In own examinations statistically essential negative correlation was stated between the anatomical stage and the effectiveness of therapy. This observation is matching data in literature [
22,
23].
No essential statistical relations were found between the age of patients, sex, duration of illness, number of RS performed earlier, number of modifying drugs used earlier, and the subjective and objective evaluation of the joint treated before the procedure with the therapy effectiveness.
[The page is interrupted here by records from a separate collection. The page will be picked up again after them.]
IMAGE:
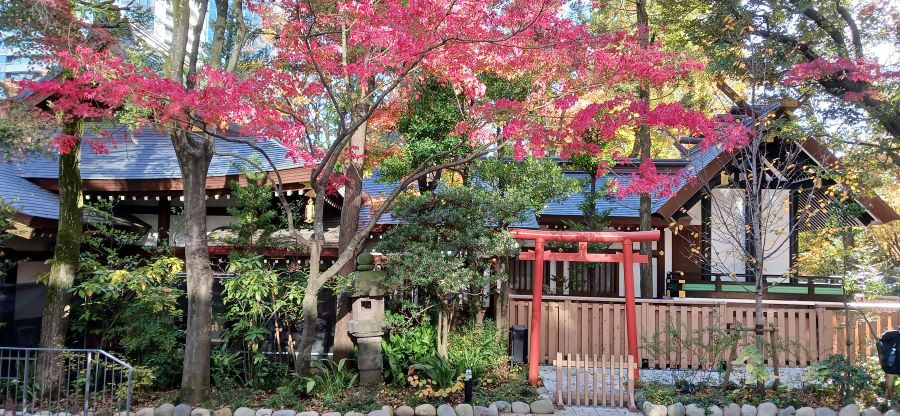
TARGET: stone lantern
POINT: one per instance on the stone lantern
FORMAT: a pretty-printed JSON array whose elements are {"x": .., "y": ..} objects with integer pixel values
[{"x": 367, "y": 318}]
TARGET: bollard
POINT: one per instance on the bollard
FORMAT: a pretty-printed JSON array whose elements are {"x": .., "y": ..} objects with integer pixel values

Initial, general activity of arthritis evaluated on the basis of the concentration of acute phase proteins (CRP, fibrinogen, albumin), OPG, HA, SAA in serum, number of painful and swollen joints, questionnaires (HAQ), indices (RADAI), scores (DAS), and local evaluation based on articular liquid examination (pleocytosis with smear) did not correlate with the therapy effectiveness.
The response to treatment in groups of RA and SPA patients after RS was also determined on the basis of changes in the third metabolic phase of the three-phase scintigraphy of knee joints. Statistically significant positive correlation between the effectiveness of therapy evaluated on the basis of the physical examination was stated toward the effusion and the initial value of the J/B rate established before the treatment. Achieved results are matching data from the literature [
23‐
27]. The effectiveness of therapy negatively correlated with the J/B value after 6 months observation. So the initial value of the J/B rate is prognosing the effectiveness of therapy. The J/B rate is not correlating with the subjective evaluation made before and after 6 monthly period of observation.